Das Stück ist einfach und wirkungsvoll inszeniert, ohne teure Kulissen, Requisiten oder spektakuläre Licht- und Toneffekte. Es versetzt das Publikum zurück in Jahrzehnte unermüdlichen Wirkens der Sozialistin. So sieht sich eine euphorische junge Rosa Luxemburg in der alten SPD zunächst am Ziel und mittendrin im Kampf für den Sozialismus. Es folgt die Ernüchterung über die einseitige Fixierung eines spießigen Parteivorstands auf Parlamente. Sie spürt und kritisiert die zunehmende Verknöcherung der Partei- und Gewerkschaftsapparate, setzt auf Massenaktionen von unten und warnt vor einem Militarismus zu Lasten der Sozialpolitik.

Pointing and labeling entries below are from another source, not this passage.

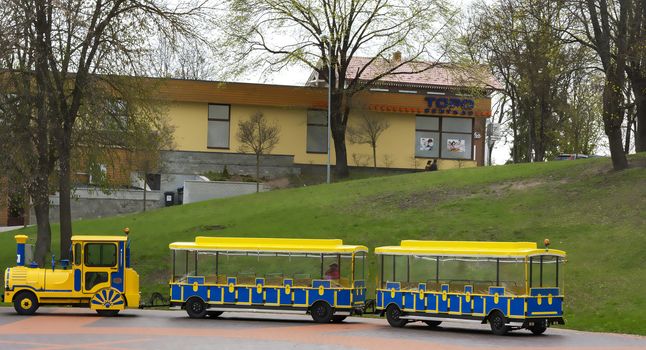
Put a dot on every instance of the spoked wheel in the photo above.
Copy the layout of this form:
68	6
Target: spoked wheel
195	308
538	330
338	318
105	301
393	314
25	303
321	312
107	313
497	323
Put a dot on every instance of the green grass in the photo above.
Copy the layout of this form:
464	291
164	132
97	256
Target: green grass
593	213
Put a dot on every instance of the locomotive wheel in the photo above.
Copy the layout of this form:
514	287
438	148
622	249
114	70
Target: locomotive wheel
338	319
538	330
393	314
497	323
195	308
321	312
25	303
107	313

Bei aller von Vortragsreisen und Publizistik geprägten Hektik ist ihr nichts Menschliches fremd geblieben.
Das Theaterstück ist seit Wochen durchweg gut besucht und findet bei Menschen fast aller Altersgruppen Anklang. Am Sonntagabend werden Vertreter aus Bürgerbewegungen, Politik und Wissenschaft nach der Vorstellung über die Aktualität von Rosa Luxemburgs debattieren.